The CV is Dead – part 4. New Employees – by Lee Lam

6th June 2018 - ideas

A study by Ernst & Young in 2016 (pre-referendum) states the following (Mark Gregory):

“Youth unemployment rates have fallen from the peaks we saw during the recession, when 40% of the UK’s 16-17 year olds were facing unemployment. However, a stubbornly high number of young people remain excluded from the labour market,which could be further exacerbated by a period of weaker economic growth in these uncertain times ahead. History has shown us that young people are more exposed to economic volatility and industry restructuring than the population as a whole.”

“The skills agenda is fast becoming one of the biggest priorities for UK business, with Brexit also likely to impose some restrictions to the free movement of labour in the future.

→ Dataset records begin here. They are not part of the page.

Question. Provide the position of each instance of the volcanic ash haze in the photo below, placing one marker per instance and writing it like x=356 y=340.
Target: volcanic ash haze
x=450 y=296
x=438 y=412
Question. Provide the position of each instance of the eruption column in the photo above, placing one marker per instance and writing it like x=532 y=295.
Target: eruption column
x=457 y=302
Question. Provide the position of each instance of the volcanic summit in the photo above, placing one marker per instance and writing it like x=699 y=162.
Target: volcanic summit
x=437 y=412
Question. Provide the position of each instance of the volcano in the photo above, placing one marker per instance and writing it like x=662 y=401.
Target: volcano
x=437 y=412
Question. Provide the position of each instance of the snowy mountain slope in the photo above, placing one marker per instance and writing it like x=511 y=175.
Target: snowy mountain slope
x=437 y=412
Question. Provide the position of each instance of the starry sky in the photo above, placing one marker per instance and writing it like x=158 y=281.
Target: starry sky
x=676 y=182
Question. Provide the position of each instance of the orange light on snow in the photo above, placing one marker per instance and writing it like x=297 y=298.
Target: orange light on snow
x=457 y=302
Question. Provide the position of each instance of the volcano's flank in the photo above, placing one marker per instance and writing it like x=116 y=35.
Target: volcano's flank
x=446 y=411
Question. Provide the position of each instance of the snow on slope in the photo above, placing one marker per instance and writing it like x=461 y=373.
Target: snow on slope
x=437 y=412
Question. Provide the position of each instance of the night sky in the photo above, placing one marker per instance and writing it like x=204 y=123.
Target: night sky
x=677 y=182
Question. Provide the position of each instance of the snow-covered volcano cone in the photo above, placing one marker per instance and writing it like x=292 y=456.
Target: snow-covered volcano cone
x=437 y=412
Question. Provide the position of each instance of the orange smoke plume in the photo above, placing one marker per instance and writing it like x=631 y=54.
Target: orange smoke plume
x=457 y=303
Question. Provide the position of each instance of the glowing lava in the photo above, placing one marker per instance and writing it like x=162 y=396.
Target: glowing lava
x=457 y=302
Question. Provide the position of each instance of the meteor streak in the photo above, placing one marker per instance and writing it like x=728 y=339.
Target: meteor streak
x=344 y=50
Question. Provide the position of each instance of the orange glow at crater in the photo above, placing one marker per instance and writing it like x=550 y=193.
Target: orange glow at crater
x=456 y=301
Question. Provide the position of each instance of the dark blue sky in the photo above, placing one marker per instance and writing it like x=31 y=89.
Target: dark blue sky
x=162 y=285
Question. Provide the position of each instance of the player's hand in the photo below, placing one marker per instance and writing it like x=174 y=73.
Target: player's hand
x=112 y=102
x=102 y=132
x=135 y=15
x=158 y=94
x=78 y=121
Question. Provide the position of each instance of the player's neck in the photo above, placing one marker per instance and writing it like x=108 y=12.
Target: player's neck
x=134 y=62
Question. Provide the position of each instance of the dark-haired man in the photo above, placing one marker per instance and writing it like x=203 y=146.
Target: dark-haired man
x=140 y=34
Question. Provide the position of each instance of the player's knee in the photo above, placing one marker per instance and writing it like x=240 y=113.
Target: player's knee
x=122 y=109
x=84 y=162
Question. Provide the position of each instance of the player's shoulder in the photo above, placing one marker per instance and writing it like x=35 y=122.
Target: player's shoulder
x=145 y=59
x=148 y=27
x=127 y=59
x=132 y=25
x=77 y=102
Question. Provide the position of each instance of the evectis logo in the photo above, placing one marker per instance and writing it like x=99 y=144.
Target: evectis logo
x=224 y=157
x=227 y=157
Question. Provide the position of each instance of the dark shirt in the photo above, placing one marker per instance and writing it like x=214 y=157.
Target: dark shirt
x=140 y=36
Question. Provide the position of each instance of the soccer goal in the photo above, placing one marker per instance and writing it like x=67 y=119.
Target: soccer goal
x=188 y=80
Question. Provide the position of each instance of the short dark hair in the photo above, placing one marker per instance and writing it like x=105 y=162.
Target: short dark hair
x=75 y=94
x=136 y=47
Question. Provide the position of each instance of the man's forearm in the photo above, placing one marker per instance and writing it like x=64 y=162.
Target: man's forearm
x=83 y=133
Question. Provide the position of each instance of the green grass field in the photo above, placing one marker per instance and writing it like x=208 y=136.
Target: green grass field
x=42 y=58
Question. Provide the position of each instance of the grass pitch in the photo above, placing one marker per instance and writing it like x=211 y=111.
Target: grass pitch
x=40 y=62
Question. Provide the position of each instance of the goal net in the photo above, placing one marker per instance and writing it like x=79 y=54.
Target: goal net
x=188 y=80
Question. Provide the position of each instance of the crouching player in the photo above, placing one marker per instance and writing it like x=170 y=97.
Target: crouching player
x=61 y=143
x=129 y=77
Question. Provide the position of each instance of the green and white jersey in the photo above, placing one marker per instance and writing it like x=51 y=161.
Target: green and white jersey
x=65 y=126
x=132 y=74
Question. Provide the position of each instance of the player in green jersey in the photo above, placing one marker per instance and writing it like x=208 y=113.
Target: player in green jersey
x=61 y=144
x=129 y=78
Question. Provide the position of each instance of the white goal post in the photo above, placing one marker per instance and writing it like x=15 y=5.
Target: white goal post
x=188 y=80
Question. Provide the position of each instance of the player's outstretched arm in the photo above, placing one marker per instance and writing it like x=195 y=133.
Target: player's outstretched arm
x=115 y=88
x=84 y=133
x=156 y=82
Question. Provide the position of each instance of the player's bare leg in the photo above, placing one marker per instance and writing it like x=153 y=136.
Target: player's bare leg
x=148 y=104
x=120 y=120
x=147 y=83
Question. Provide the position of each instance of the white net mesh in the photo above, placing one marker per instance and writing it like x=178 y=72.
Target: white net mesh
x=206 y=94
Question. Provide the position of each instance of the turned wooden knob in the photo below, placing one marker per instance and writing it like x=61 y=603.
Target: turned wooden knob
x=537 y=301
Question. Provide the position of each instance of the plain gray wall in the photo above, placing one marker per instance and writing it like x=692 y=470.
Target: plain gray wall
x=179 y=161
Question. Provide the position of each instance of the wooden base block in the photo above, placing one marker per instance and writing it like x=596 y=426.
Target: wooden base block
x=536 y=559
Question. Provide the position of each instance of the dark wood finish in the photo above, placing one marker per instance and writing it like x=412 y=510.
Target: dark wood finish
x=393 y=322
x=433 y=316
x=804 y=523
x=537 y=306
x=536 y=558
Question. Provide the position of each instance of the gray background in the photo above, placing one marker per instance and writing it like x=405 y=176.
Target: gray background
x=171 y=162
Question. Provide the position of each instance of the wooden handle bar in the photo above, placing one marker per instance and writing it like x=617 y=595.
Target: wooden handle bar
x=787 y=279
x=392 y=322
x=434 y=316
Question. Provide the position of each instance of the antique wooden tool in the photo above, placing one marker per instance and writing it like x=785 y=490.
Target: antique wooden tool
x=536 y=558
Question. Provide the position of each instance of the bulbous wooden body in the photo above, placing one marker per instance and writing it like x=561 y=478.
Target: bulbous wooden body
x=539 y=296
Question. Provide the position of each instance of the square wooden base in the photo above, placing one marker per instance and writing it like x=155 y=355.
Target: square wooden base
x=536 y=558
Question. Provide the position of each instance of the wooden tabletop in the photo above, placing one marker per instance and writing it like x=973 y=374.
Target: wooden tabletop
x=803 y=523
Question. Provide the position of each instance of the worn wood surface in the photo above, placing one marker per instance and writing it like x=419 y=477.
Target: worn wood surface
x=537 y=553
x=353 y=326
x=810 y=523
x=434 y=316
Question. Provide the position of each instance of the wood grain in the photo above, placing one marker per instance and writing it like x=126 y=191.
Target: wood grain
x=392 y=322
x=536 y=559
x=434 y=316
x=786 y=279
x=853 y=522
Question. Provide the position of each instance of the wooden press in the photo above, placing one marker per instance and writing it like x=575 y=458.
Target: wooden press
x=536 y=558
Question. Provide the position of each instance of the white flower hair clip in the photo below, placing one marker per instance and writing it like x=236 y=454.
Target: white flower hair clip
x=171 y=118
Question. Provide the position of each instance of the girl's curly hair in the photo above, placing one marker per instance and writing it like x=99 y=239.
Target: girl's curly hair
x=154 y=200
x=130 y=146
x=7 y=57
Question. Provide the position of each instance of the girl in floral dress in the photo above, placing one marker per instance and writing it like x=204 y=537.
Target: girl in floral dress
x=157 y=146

It has never been more important to ensure the UK has the right mix of skills and talent, both nationally and locally, and young people are core to this.”

The reliance on the CV to tell us what we need to know about someone is impacting our ability to get new people into work – you can’t get a job for a role that you haven’t done before (and no amount of mountain climbing and abseiling can get over that).  We tell young people to strive for academic excellence, get a broad range of experience with travelling or sports – then assess their ability to do a job based on work that they have never done before and the experience that they do have is dismissed or seen as irrelevant.

Our young people have grown up in a world of growing technology, and are far more comfortable with the concept of a changing world than we ever were.  We do them a great disservice to give them a set of aspirations that then we immediately dismiss as they try to enter the world of employment.  It is impacting our ability to grow our economy, and our ability to help our younger generations identify and enhance their potential. The system of CVs is not set up to find the next big Thing – just the old Thing repackaged again and again.

Taking business into the future is not going to happen by doing what we did before, but by approaching business in new and truly innovative ways.  And while we are concerned with making what we have already work better or faster (Henry Ford famously said, “If I had asked people what they wanted, they would have said faster horses”), it is the up and coming generations who are freed from the shackles of ‘status quo’ to think of new and disruptive ways of achieving greater growth and profitability.  It is no coincidence that all of the major disruptors in industry – Google, Amazon, Facebook and Virgin in its infancy – are all concepts of younger people, who – precisely because they haven’t been involved with it before – can think more freely and more optimistically about what can be achieved.  We talk about wanting to find the future leaders, the future talent, the future game hangers, yet the recruitment process based on CVs does not help us achieve any of that.